The exclusionary rule has been applied by federal, state, and military courts to violations of the Fourth Amendment right to privacy, violations of the Fifth Amendment, U.S. Const, amend. V, due process and self-incrimination clauses, and Sixth Amendment, U.S. Const, amend. VI, right to counsel. In describing the application of the exclusionary rule, the courts have, over the years, declined to apply the exclusionary rule where there is attenuation, an independent source, or inevitable discovery. Regardless of the violation, courts have applied the Brown v. Illinois, 422 U.S. 590, 95 S.Ct. 2254, 45 L.Ed.2d 416 (1975), factors. Thus, I agree with the majority in applying the Brown factors to this case.

On Issue III, I dissent for the reasons set forth in my separate opinion in United States v. Tardif, 57 MJ 219 (2002).

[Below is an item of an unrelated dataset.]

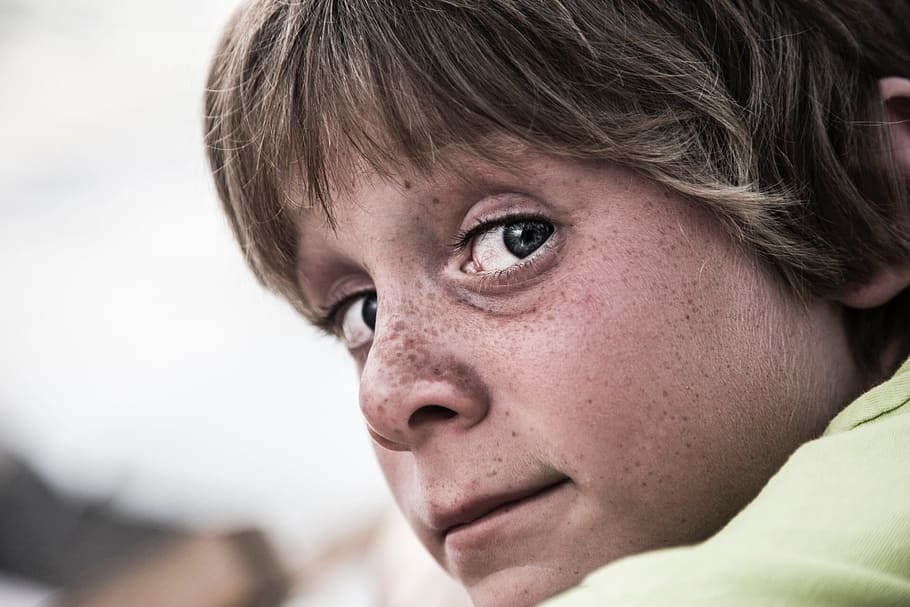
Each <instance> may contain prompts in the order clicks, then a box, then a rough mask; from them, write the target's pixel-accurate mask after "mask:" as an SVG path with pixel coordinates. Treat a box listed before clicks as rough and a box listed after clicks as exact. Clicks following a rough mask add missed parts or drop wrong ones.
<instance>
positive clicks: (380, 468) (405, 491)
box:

. Subsequent investigation, in the spring and summer of 1997, revealed that appellant’s fraudulent schemes had cut a wide swathe across the United States, Japan, and Germany. NCIS agents learned in March, 1997, that appellant’s true identity was Toro Khamsouk, and that he was suspected of having been a member of an Asian gang in the Portland, Oregon, area. Investigative leads concerning appellant’s fraudulent use of stolen credit cards were followed throughout the country, to include California, Maine, Oregon, and Missouri. Secret Service agents tracked down and interviewed the real Anthony Khamsouk. In all, more than 20 law enforcement agents were involved in the investigation and the collection of far-flung evidence.

. I will use the term "warrantless entry,” for purposes of this section of my opinion, because SA Coyle did not have a search warrant for HM2 Guest’s home. As set forth above, under the facts of this case, I do not believe that he needed both an arrest and a search warrant to make a reasonable entry into HM2 Guest’s home.

. In United States v. Ayala, 26 MJ 190, 193 (CMA 1988), this Court held, inter alia, that the appellant’s "actions in putting in for retirement and clearing his quarters were strong indications of an intention on his part to flee.” This was one of two factors considered in determining that exigent circumstances existed to justify appellant’s immediate apprehension without authorization of his commander. Likewise, because appellant was a deserter, and had deliberately absconded from the Navy, SA Coyle could reasonably have believed that appellant might flee the area before he could obtain a search warrant.